Part of the overall Summerlin master plan, Sun City was actually the impetus for bringing infrastructure to the area. Del Webb brought in roads, sewer and waterlines, and worked with The Hughes Corporation on the permanent infrastructures. Everything within the property was up to Del Webb, but The Hughes Corporation worked with the developer on bringing the facilities to the edge of the property.
As well, Del Webb Corp. had to confront the issue that impacts all builders in the desert: water. Some parts of Sun City Summerlin and Sun City Anthem rise 600 to 800 feet off the valley floor, giving residents spectacular views but also creating challenges in supplying them with water.
“The water district works with the community to open up new pressure zones as the elevations at which development is occurring in the valley increase,” says Frank Panlcratz, a senior vice president with Del Webb. “As development goes up toward the foothills and elevations increase, [delivering water] requires some extra booster pumps.”
Water wasn’t the only natural challenge that faced the Sun City Summerlin project. There were also desert tortoises.
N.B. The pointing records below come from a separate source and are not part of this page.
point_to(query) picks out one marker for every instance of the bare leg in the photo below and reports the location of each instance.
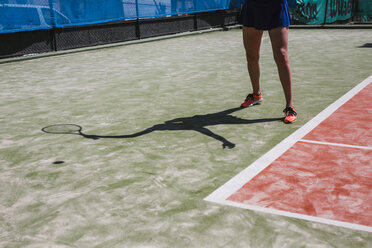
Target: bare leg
(252, 43)
(279, 43)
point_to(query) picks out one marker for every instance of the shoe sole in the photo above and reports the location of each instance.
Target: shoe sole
(258, 102)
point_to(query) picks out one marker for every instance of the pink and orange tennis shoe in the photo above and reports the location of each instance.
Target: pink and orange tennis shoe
(290, 115)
Although a builder can currently pay an environmental impact fee to Clark County and avoid the need to search and relocate desert tortoises, Del Webb contributed $1 million to establish a protective habitat for the tortoise and other desert animals. The developer continues to search for and relocate the animals during construction.
With every community it builds, Del Webb Corp. takes away more information for the next community. Upon developing a new community, the company surveys the residents for feedback, trying to find out what they like and what they don’tlike, what they want to see more of, less of, or just want changed.
“One area of more involvement is computers,” says Pankratz, “so computer clubs and computers will be a large component of our community here in Sun City Anthem.” Another trend they’ve discovered is the desire of residents to stay active. Walking is so popular that an indoor walking track was built in the Phoenix Sun City West, and one is slated for Anthem, although Summerlin was too far through construction to add a track to that location.
Del Webb officials were concerned when they made their initial forays into Nevada, uncertain how a retirement community would be received in the state. But with Nevada’s favorable business and economic climate, the availability of part-time work for those residents who want it, the absence of a state income tax and the favorable economic climate, they made the jump.
Retirees followed. Sometimes, they followed their own children. “A lot of our residents have followed children who have relocated to Las Vegas,” says Pankratz. Other draws include the climate and the entertainment available in-house, in-town, or in the nearby national parks. “A lot of our residents are involved in hiking, sightseeing, ski clubs, camping and so on,” says Pankratz, or they’re from Southern California and like the easy access to cultural events and friends and relatives left behind.
At the end of a 10-year gamble, Del Webb has sold out the last home in the last phase of Sun City Summerlin and launched two more imminently successful communities in the area. Pankratz recently read a report stating the Las Vegas valley is listed as the number one retirement spot in the country; according to a National Homebuilder’s Association survey, the city is expected to remain number one through the year 2006.
Del Webb’s 10-year gamble has paid off — in spades.